Pages

Thursday, December 24, 2009

Dimana Kita?

Baru beberapa kali aku pulang dari kampus ke rumah melewati pasar raya darurat. Pasar raya yang hancur karena gempa sedang direnovasi, sehingga dibuatlah los-los penjual seadanya di sepanjang jalan, dan menyisakan jalan seukuran satu mobil untuk dilewati angkot-angkot.
Belakangan aku memang lebih sering menggunakan mobil atau sepeda untuk ke kampus, jadi tidak pulang melewati jalur tersebut.

Baru saja memasuki kawasan itu, bau-bau amis sudah tercium. Tampaklah gunungan sampah organik seperti sayur-sayuran yang sudah busuk dan buah-buahan yang sudah pecah di tong sampah raksasa yang tak mampu lagi menampung semuanya.

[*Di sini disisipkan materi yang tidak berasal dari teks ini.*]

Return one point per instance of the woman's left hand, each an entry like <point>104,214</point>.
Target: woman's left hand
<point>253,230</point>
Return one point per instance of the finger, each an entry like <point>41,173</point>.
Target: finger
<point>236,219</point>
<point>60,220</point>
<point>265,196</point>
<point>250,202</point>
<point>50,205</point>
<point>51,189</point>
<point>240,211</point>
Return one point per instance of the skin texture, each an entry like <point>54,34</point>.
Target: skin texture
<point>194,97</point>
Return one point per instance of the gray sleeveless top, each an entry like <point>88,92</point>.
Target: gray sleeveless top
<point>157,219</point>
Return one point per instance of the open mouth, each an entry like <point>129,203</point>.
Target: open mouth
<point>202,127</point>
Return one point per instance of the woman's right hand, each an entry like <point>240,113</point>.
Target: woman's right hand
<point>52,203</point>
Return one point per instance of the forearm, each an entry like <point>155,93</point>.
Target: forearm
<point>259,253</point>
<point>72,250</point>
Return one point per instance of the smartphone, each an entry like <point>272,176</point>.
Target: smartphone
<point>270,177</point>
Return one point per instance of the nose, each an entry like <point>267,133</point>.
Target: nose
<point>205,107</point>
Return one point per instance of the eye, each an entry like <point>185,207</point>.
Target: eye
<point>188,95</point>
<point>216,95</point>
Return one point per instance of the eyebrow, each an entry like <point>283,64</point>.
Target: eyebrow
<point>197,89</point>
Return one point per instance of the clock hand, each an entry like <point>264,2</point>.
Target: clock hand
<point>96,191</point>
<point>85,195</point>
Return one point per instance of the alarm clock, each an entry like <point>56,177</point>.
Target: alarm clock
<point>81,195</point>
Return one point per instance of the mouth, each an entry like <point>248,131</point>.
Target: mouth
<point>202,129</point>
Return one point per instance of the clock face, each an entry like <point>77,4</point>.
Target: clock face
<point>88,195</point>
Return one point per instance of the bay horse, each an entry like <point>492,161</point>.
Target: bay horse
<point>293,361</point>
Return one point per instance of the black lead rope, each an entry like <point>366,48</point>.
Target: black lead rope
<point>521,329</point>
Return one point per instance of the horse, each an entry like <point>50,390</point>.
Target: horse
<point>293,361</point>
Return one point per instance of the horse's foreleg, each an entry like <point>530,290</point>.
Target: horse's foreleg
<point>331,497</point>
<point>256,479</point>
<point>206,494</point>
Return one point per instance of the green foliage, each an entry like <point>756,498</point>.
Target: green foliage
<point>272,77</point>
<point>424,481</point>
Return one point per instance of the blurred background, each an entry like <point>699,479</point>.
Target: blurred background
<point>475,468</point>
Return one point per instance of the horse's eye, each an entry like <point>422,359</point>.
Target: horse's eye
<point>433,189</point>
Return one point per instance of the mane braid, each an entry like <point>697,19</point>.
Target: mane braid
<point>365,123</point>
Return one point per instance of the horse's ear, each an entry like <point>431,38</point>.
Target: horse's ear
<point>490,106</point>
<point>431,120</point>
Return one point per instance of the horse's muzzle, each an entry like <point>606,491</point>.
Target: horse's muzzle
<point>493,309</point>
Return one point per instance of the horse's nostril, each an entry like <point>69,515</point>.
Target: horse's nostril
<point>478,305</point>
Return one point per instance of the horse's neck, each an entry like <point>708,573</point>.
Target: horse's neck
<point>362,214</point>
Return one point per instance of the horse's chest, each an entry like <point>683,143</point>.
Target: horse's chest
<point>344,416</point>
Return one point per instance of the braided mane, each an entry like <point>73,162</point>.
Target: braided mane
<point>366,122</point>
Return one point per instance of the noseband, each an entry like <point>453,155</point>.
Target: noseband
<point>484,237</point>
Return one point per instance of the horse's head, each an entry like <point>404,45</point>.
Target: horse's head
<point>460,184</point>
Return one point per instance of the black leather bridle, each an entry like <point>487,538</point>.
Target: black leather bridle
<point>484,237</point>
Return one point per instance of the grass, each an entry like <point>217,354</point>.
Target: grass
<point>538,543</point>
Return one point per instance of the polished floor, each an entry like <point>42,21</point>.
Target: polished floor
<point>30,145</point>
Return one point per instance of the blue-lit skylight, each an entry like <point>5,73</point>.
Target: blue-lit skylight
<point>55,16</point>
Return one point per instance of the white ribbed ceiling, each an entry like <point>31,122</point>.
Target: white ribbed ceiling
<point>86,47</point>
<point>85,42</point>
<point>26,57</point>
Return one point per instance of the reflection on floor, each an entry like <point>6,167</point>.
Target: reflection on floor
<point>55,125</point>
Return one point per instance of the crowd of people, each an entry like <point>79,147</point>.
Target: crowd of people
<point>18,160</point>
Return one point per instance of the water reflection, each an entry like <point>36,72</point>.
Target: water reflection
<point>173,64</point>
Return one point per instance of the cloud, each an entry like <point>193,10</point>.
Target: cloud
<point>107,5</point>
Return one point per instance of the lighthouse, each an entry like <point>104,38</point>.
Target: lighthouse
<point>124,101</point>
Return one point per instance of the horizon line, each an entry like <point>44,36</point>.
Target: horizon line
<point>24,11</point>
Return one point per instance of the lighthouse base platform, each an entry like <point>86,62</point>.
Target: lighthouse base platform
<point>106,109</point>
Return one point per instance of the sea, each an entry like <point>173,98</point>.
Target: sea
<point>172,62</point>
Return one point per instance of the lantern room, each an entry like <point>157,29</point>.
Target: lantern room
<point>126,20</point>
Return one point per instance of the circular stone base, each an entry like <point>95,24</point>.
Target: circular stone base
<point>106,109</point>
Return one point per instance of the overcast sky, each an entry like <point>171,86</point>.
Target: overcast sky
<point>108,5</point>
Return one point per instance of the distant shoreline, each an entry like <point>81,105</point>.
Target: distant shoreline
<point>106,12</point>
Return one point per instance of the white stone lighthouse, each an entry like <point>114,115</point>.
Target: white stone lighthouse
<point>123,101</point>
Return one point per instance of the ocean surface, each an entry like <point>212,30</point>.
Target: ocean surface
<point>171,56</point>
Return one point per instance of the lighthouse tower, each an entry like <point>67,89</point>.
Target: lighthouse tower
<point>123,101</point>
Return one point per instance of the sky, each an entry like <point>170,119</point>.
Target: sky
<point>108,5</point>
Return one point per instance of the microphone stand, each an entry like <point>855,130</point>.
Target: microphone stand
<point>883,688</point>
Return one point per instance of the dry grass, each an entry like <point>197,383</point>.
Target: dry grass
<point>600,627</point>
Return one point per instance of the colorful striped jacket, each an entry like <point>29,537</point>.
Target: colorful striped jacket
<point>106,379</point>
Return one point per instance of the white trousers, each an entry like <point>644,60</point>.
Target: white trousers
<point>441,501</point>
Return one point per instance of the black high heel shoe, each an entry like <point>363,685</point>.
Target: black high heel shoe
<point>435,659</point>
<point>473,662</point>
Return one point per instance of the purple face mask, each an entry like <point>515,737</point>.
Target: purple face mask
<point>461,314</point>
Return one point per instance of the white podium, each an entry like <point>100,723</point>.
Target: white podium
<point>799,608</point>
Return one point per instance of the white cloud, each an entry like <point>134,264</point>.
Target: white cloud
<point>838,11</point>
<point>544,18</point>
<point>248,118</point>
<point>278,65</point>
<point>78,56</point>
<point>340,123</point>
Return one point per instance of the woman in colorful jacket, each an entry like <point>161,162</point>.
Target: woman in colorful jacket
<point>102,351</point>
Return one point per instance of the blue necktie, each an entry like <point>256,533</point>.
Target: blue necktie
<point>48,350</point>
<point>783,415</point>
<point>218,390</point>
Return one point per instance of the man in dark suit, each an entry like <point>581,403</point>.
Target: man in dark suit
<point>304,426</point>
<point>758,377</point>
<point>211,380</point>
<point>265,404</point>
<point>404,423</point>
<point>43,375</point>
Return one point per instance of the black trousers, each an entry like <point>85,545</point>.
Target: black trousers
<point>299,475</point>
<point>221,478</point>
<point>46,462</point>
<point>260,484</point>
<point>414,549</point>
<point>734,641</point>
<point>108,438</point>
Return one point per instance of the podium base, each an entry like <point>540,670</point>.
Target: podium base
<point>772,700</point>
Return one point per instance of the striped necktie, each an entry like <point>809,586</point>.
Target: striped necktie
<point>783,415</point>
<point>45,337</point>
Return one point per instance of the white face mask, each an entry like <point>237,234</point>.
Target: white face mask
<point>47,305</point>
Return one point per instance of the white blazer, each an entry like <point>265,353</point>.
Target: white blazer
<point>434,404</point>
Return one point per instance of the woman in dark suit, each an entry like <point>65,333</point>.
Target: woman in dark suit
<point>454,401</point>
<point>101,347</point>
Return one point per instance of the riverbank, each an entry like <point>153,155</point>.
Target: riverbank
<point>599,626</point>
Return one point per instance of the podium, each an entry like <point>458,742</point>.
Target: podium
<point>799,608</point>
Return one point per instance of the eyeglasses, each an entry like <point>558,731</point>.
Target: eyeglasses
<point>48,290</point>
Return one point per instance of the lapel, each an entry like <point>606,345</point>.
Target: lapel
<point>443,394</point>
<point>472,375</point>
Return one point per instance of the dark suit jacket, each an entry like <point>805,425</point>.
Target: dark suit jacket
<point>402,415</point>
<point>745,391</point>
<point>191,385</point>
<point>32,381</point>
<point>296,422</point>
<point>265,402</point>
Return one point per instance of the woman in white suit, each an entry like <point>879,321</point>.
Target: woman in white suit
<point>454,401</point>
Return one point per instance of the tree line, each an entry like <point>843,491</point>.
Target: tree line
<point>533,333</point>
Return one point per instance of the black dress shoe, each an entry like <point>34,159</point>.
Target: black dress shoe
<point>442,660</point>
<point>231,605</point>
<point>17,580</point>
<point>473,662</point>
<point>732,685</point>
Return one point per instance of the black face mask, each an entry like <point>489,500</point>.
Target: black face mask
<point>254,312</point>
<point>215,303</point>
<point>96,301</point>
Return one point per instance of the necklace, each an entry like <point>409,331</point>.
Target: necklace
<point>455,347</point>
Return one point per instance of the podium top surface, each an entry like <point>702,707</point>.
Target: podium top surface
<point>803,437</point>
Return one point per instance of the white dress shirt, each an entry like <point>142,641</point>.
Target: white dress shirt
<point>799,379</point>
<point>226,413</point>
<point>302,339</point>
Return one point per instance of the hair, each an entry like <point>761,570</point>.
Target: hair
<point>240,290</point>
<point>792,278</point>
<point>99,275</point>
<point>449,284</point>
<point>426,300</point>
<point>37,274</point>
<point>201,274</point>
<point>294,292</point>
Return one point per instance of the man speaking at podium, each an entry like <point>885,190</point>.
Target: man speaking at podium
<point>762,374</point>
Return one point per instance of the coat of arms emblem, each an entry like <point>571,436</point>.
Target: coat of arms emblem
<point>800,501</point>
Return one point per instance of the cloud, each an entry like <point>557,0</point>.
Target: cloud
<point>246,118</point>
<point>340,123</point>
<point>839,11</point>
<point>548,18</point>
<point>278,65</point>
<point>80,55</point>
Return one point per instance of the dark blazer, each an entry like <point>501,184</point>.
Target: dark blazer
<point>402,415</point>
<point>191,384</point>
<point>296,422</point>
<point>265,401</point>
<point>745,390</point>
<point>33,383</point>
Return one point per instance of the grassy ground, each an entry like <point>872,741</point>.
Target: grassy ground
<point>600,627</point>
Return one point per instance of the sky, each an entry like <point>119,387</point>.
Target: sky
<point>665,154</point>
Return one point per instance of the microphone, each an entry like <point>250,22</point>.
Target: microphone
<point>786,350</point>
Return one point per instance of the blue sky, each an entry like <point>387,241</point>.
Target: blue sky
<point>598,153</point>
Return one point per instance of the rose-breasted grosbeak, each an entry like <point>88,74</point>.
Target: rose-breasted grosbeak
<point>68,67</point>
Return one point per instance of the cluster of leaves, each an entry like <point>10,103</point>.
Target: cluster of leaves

Mobil mulai beringsut-ingsut karena jalanan yang sangat kecil. Sementara semua supir angkot masih terus bersaha mencari penumpang di sepanjang jalan. Saat itulah mata ini mulai memperhatikan dengan seksama pemandangan pasar siang itu.
Tak ada wajah-wajah ceria disana. Yang ada hanyalah wajah-wajah keras, putus asa, letih, dan mengantuk.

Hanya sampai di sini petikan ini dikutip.